Proof God exists?
I often stop to chat with the Egyptian guy who runs the laundromat downstairs from our apartment in Greenpoint. Mustafa -- he prefers "Mac" -- never is in a sore mood, and is originally from Alexandria, where I've always wanted to visit. We always find something to talk about -- we're in much the same boat, middle-aged men scraping along to retain our dignity, respectful if not observant of our fathers' faiths, cynical about politics. Last week, we somehow got onto the subject of communism. "Tell me, Rafi, they don't have communism in this country? So when a business fails, everyone stand around, watch it die in this country, no yes? But give all that money to those banks, Rafi? What you call that, if it's not communism?"
We always seem to make one another laugh. This afternoon as we were standing talking outside the doorway to his store, a woman doing her wash called him in to help her with something. He came back out a few minutes later and we resumed talking about whatever -- if there is a Devil, how cheap and delicious fava bean sandwiches are in Alexandria, what a terrible place our end of Driggs Avenue is to run a business -- until a minute later, she called him back inside, and once more he left and returned. The third time she interrupted us, he cast me a pained look and said, "I gave her five dollars in change and she says I owe her a quarter. I counted again to show her." Then he glanced at her over his shoulder and said something in what sounded like Arabic -- startling me, because I was sure she was a Polish housewife.

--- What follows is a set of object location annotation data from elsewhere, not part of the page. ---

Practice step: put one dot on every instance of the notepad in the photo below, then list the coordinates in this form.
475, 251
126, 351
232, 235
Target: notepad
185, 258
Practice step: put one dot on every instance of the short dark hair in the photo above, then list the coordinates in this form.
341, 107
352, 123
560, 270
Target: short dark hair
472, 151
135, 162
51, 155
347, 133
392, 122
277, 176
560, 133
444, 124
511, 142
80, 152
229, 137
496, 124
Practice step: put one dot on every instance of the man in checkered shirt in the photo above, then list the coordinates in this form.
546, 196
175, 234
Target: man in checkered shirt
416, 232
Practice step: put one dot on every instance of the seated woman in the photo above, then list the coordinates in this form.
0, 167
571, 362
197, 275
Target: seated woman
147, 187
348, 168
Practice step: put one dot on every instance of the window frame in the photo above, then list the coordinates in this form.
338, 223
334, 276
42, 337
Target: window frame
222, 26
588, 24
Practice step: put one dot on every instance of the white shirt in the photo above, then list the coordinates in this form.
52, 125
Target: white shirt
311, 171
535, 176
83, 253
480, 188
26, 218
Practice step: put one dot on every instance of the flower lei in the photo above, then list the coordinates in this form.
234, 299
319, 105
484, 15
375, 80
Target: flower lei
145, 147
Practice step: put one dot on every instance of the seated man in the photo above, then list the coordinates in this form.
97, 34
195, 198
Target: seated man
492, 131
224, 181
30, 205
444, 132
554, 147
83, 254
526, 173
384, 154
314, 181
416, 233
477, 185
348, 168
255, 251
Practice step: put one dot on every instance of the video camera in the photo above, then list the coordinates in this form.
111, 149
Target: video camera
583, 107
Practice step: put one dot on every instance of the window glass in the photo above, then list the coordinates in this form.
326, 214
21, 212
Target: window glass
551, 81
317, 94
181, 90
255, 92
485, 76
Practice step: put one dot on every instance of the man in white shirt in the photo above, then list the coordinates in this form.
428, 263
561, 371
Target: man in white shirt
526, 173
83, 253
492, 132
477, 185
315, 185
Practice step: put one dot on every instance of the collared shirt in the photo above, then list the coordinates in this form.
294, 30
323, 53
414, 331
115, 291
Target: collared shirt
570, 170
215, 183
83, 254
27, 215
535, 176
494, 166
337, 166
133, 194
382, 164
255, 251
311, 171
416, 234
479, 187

Mac saw my confusion. "I have just said to her in Arabic, 'May God shorten your life.'" I buckled over laughing to think this tight-lipped middle-aged woman blithely ignorant of the deadly efficient coldness of his curse, the unkindest wish I have ever heard.
My enjoyment amused him. "Yes, it is a vicious expression. In Egypt you might say it as a joke, or you might say it seriously."
I wished I were a brilliant language philosopher like Wittgenstein or Chomsky, then I could make an argument that since the language can create such a role for an entity, the likelihood for the existence of that entity stands in direct proportion to the strength of flavor of statements it engenders. Such infinite hatred surely contains infinite life.